De slag bij Jena, smadelijk einde van den overmoed der pruissische soldaten, de nog smaadvoller voorwaarden van den vrede van Tilsit, de hoon van het Congres te Erfurt, - dat alles had op den jongeling een diepen en smartelijken indruk gemaakt. Bijna geheel Duitschland, met uitzondering van Oostenrijk, had zich aan den Korzikaan onderworpen of had zich tot een verbond met Frankrijk vernederd. Toen beproefde Oostenrijk, in 1809, Duitschland te bevrijden, en voerde zijne legers tegen den franschen overheerscher aan. Maar zijne hoop op een algemeenen en vereenigden opstand van Duitschland, Polen en Italië werd niet vervuld, en het krijgsgeluk was hun in Beijeren tegen. Aartshertog Karel moest met zijn leger naar Bohemen terugtrekken; Weenen werd bedreigd en moest den 13 Mei kapituleeren.
Napoleon scheen onwederstaanbaar. Maar eindelijk rukte hem Oostenrijk in den slag bij Aspern en Esslingen de kroon der onoverwinnelijkheid van het hoofd. Duitschland voelde de hoop herleven. Ook in Rückert's hart vond zij plaats. Vol strijdlust verliet hij het ouderlijk huis om zich in het oostenrijksche leger te laten inlijven. Maar naauwelijks te Dresden aangekomen, ontfing hij het berigt van den wapenstilstand en van den te Weenen gesloten vrede. Hij keerde dus naar huis terug. - Toen later de vrijheidsoorlog uitbrak, verhinderde hem zijne door de studie magtig aangegrepen gezondheid, aan den strijd deel te nemen. In plaats van zich zelven zond hij toen zijne sonnetten en liederen ten strijde voor het vaderland.
| |
| |
In 1811 zette hij zich als privaat docent in Jena neder, maar volgde spoedig daarop een roeping naar Hanau als leeraar aan het gymnasium aldaar. Maar zijn vrije, dichterlijke geest hield het niet lang uit in het enge dwangbuis en de vunzige lucht der school. Hij verliet Hanau weder, ging naar Würzburg en zette aldaar zijne studiën voort. Hier leefde hij met J.T. Wagner en met den vrijheer Truchses op Bettenburg, wier omgang niet zonder invloed op hem bleef. Hier zag hij ook het jaar 1813 aanbreken, en zond hij zijne Geharnaste Sonnetten en zijne Duitsche Liederen onder het volk uit. Nadat Duitschland in 1815 den vrede en de vrijheid herwonnen had, verplaatste Rückert zich naar Stuttgard om de redactie van het ‘Morgenblatt’ op zich te nemen. Vriendschappelijk ging hij daar om met Uhland en Dannecker, welke laatste elken donderdagavond al wat de stad aan mannen van geest, talent en kunst bezat, ten zijne huize plag te vereenigen. Hier dichtte hij zijne satire op den vernederden overheerscher van Frankrijk, in eene komedie in twee bedrijven: ‘Napoleon’, als ook zijn ‘Kranz der Zeit.’ Beide dichtwerken verschenen te laat. Het duitsche volk was teruggekeerd tot de rust en den vrede van het huisselijk leven. Zij maakten daarom bij lange na dien opgang niet als de Geharnaste Sonnetten en de Duitsche Liederen, hoezeer ook de Kranz der Zeit dit om zijn schoonen kunstvorm verdiende.

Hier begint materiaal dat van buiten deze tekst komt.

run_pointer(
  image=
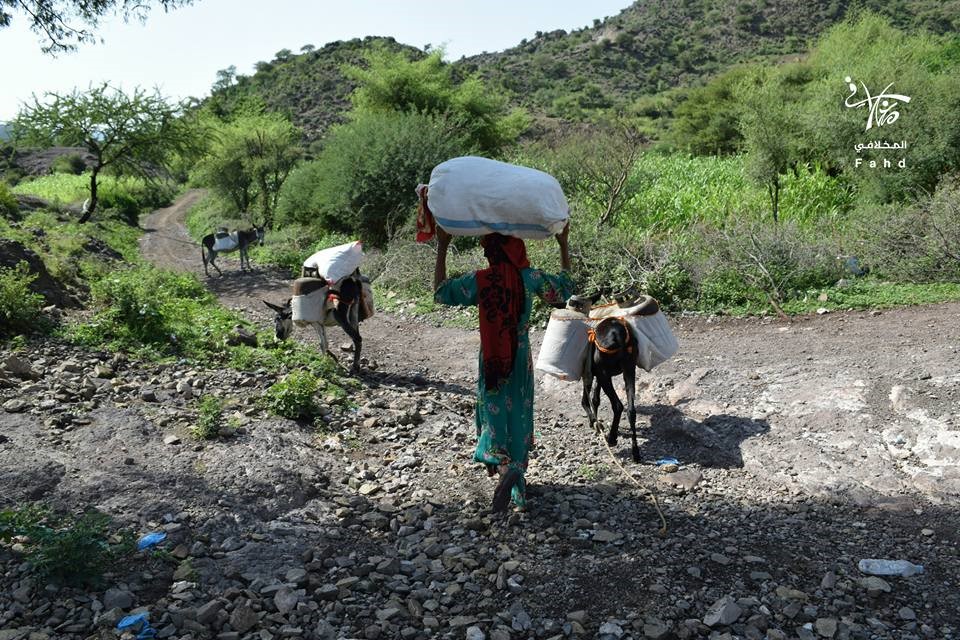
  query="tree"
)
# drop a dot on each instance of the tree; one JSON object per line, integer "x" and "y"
{"x": 363, "y": 181}
{"x": 599, "y": 165}
{"x": 137, "y": 134}
{"x": 64, "y": 24}
{"x": 249, "y": 161}
{"x": 767, "y": 130}
{"x": 392, "y": 82}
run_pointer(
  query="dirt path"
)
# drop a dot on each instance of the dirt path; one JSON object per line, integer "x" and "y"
{"x": 804, "y": 447}
{"x": 863, "y": 406}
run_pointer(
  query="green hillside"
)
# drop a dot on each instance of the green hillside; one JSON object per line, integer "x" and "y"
{"x": 651, "y": 46}
{"x": 655, "y": 45}
{"x": 308, "y": 87}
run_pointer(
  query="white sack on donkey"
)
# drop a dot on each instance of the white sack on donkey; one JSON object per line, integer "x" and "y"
{"x": 471, "y": 196}
{"x": 332, "y": 292}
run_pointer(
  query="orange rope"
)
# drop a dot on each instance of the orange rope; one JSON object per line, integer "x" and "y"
{"x": 592, "y": 337}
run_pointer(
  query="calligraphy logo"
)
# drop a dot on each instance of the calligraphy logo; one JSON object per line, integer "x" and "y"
{"x": 881, "y": 108}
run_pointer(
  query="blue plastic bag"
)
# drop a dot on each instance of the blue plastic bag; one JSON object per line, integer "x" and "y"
{"x": 138, "y": 620}
{"x": 151, "y": 539}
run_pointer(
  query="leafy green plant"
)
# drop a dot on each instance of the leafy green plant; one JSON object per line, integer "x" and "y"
{"x": 294, "y": 396}
{"x": 19, "y": 306}
{"x": 8, "y": 203}
{"x": 209, "y": 418}
{"x": 63, "y": 548}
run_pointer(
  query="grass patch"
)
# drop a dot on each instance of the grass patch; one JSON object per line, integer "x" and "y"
{"x": 873, "y": 294}
{"x": 19, "y": 307}
{"x": 209, "y": 418}
{"x": 294, "y": 396}
{"x": 63, "y": 548}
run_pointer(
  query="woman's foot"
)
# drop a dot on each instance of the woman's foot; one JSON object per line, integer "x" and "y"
{"x": 501, "y": 496}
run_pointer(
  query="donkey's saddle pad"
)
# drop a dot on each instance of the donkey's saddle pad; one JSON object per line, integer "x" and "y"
{"x": 223, "y": 241}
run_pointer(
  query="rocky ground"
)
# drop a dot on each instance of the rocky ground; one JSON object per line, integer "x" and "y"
{"x": 803, "y": 448}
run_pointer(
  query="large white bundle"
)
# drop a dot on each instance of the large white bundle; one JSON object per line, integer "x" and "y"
{"x": 337, "y": 262}
{"x": 471, "y": 196}
{"x": 655, "y": 341}
{"x": 564, "y": 345}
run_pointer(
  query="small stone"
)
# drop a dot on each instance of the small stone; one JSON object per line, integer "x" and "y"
{"x": 117, "y": 598}
{"x": 328, "y": 592}
{"x": 286, "y": 600}
{"x": 724, "y": 611}
{"x": 606, "y": 536}
{"x": 475, "y": 633}
{"x": 875, "y": 586}
{"x": 14, "y": 406}
{"x": 826, "y": 627}
{"x": 243, "y": 619}
{"x": 577, "y": 616}
{"x": 208, "y": 612}
{"x": 368, "y": 488}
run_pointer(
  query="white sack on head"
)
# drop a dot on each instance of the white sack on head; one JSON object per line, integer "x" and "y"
{"x": 336, "y": 263}
{"x": 471, "y": 196}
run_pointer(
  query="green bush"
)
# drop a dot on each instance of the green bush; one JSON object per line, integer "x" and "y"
{"x": 62, "y": 548}
{"x": 71, "y": 163}
{"x": 919, "y": 242}
{"x": 9, "y": 208}
{"x": 293, "y": 396}
{"x": 362, "y": 184}
{"x": 209, "y": 418}
{"x": 19, "y": 307}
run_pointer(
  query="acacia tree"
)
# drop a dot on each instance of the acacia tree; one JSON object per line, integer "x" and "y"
{"x": 599, "y": 164}
{"x": 767, "y": 128}
{"x": 249, "y": 161}
{"x": 64, "y": 24}
{"x": 136, "y": 134}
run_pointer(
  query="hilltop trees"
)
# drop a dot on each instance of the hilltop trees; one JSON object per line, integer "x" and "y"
{"x": 64, "y": 24}
{"x": 137, "y": 134}
{"x": 249, "y": 161}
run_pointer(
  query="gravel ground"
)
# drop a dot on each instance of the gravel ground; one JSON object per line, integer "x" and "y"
{"x": 804, "y": 447}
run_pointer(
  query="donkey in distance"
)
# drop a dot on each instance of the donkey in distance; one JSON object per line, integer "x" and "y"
{"x": 342, "y": 307}
{"x": 239, "y": 240}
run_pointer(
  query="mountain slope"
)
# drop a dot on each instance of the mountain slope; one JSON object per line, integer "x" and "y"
{"x": 651, "y": 46}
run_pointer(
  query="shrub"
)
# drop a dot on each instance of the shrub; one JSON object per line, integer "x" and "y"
{"x": 293, "y": 396}
{"x": 19, "y": 307}
{"x": 776, "y": 262}
{"x": 63, "y": 548}
{"x": 9, "y": 208}
{"x": 209, "y": 418}
{"x": 71, "y": 163}
{"x": 362, "y": 183}
{"x": 915, "y": 243}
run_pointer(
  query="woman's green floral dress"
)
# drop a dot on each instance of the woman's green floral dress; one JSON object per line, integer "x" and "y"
{"x": 505, "y": 415}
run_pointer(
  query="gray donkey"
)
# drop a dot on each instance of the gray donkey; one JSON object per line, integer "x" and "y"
{"x": 235, "y": 241}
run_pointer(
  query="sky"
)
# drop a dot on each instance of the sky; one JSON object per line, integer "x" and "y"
{"x": 181, "y": 51}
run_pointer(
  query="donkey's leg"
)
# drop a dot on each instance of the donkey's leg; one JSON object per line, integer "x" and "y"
{"x": 213, "y": 261}
{"x": 587, "y": 385}
{"x": 606, "y": 383}
{"x": 630, "y": 385}
{"x": 343, "y": 315}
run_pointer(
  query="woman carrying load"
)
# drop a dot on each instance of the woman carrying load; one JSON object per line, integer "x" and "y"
{"x": 504, "y": 293}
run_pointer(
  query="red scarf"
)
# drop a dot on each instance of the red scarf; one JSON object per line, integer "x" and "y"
{"x": 501, "y": 297}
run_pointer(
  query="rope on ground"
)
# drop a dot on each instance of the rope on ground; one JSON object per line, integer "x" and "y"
{"x": 647, "y": 490}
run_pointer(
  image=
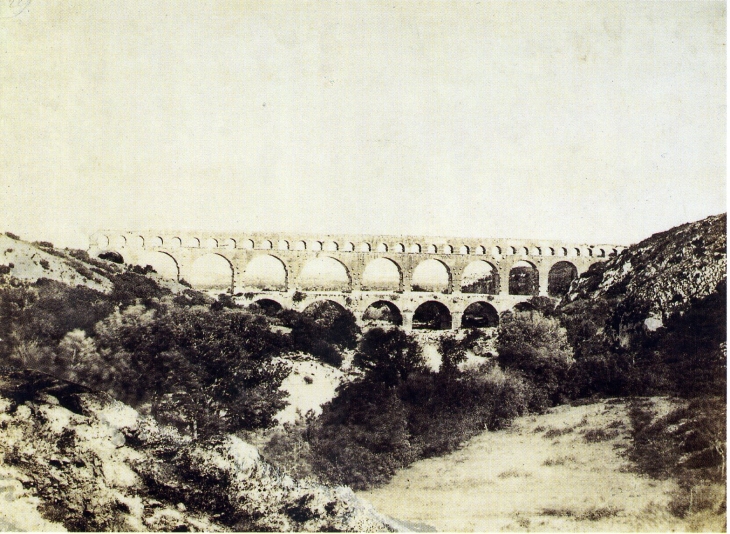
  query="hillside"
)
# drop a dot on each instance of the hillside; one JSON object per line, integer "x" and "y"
{"x": 662, "y": 275}
{"x": 565, "y": 471}
{"x": 75, "y": 459}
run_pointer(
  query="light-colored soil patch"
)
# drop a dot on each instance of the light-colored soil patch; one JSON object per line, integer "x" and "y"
{"x": 562, "y": 471}
{"x": 310, "y": 384}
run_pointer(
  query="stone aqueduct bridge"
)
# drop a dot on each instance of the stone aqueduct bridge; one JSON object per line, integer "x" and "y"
{"x": 290, "y": 254}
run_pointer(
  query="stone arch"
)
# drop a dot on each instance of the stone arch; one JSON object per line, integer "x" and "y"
{"x": 212, "y": 271}
{"x": 431, "y": 275}
{"x": 113, "y": 256}
{"x": 382, "y": 312}
{"x": 265, "y": 272}
{"x": 560, "y": 277}
{"x": 480, "y": 277}
{"x": 163, "y": 263}
{"x": 524, "y": 279}
{"x": 325, "y": 312}
{"x": 324, "y": 274}
{"x": 432, "y": 315}
{"x": 381, "y": 274}
{"x": 480, "y": 314}
{"x": 267, "y": 306}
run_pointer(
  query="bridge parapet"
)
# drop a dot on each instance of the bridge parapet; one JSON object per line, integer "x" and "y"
{"x": 280, "y": 265}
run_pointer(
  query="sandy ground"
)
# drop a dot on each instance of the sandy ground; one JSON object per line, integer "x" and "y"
{"x": 542, "y": 474}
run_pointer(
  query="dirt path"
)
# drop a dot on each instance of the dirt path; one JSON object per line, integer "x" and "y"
{"x": 557, "y": 472}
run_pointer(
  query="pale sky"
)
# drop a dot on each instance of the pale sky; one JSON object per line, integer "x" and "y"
{"x": 597, "y": 122}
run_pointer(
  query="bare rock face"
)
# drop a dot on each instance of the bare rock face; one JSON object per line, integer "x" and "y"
{"x": 74, "y": 459}
{"x": 663, "y": 274}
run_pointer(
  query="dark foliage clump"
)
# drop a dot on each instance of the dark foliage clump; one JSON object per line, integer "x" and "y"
{"x": 689, "y": 445}
{"x": 323, "y": 332}
{"x": 400, "y": 411}
{"x": 537, "y": 348}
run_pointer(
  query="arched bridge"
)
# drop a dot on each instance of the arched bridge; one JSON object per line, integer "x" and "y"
{"x": 458, "y": 282}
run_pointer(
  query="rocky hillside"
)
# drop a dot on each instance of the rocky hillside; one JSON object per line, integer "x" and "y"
{"x": 663, "y": 274}
{"x": 71, "y": 458}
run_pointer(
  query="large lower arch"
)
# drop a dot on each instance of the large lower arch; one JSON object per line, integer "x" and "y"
{"x": 524, "y": 279}
{"x": 381, "y": 274}
{"x": 382, "y": 312}
{"x": 113, "y": 256}
{"x": 432, "y": 315}
{"x": 560, "y": 277}
{"x": 212, "y": 272}
{"x": 163, "y": 264}
{"x": 431, "y": 275}
{"x": 334, "y": 317}
{"x": 324, "y": 274}
{"x": 480, "y": 315}
{"x": 265, "y": 272}
{"x": 480, "y": 277}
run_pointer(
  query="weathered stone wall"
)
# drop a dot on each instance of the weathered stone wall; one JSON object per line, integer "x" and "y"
{"x": 354, "y": 253}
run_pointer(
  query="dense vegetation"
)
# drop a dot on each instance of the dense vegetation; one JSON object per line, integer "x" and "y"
{"x": 204, "y": 365}
{"x": 209, "y": 366}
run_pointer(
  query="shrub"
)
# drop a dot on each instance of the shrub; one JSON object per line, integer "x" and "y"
{"x": 537, "y": 347}
{"x": 389, "y": 356}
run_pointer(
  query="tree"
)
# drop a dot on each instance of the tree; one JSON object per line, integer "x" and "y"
{"x": 389, "y": 355}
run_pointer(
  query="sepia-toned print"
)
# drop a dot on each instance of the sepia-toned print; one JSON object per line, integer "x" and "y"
{"x": 363, "y": 266}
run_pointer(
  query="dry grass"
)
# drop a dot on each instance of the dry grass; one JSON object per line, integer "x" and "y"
{"x": 517, "y": 481}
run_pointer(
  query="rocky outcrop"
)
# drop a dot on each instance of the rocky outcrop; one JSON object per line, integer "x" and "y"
{"x": 74, "y": 459}
{"x": 663, "y": 274}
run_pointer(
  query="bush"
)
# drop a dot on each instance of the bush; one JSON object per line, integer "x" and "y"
{"x": 389, "y": 356}
{"x": 537, "y": 347}
{"x": 112, "y": 256}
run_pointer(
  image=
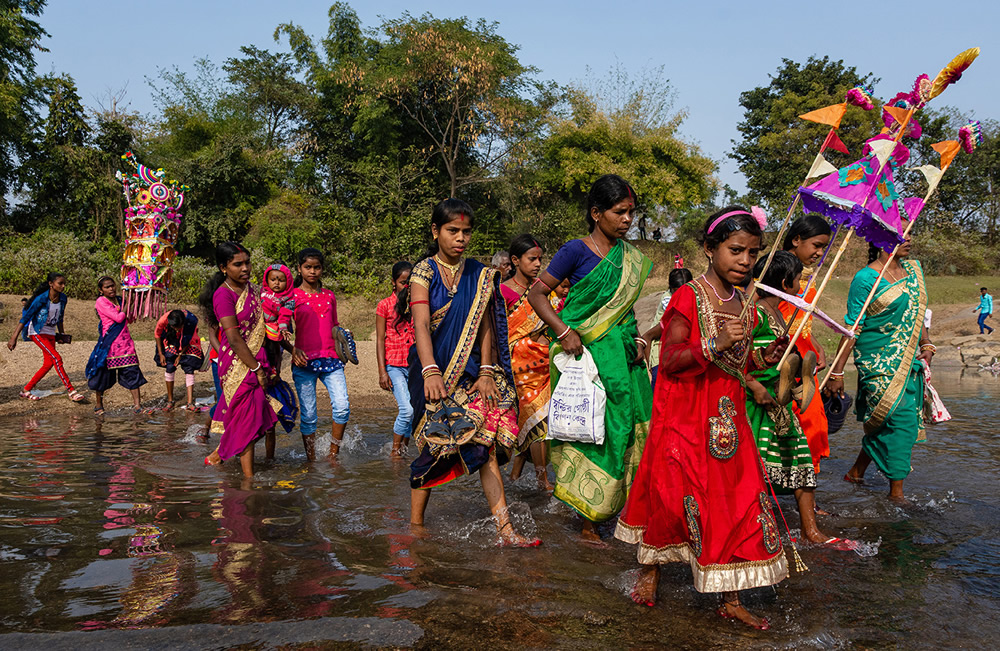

In Stuttgard maakte hij het plan en begon reeds de voorb ereidende studiën tot een groot heldendicht, waarin hij de geschiedenis der Hohenstaufen, in hunne hoogste heerlijkheid en magt en hun tragisch einde wilde bezingen. Om zich geheel daaraan te kunnen wijden, legde hij in 1817 de redactie van het Morgenblatt neder, en reisde naar Italië, om dáár, onder den blaauwen, helderen, zuidelijken hemel, in het land van poëzie, kunst en natuurschoon, doordrongen te worden van dien geest die zijn heldendicht moest doorademen.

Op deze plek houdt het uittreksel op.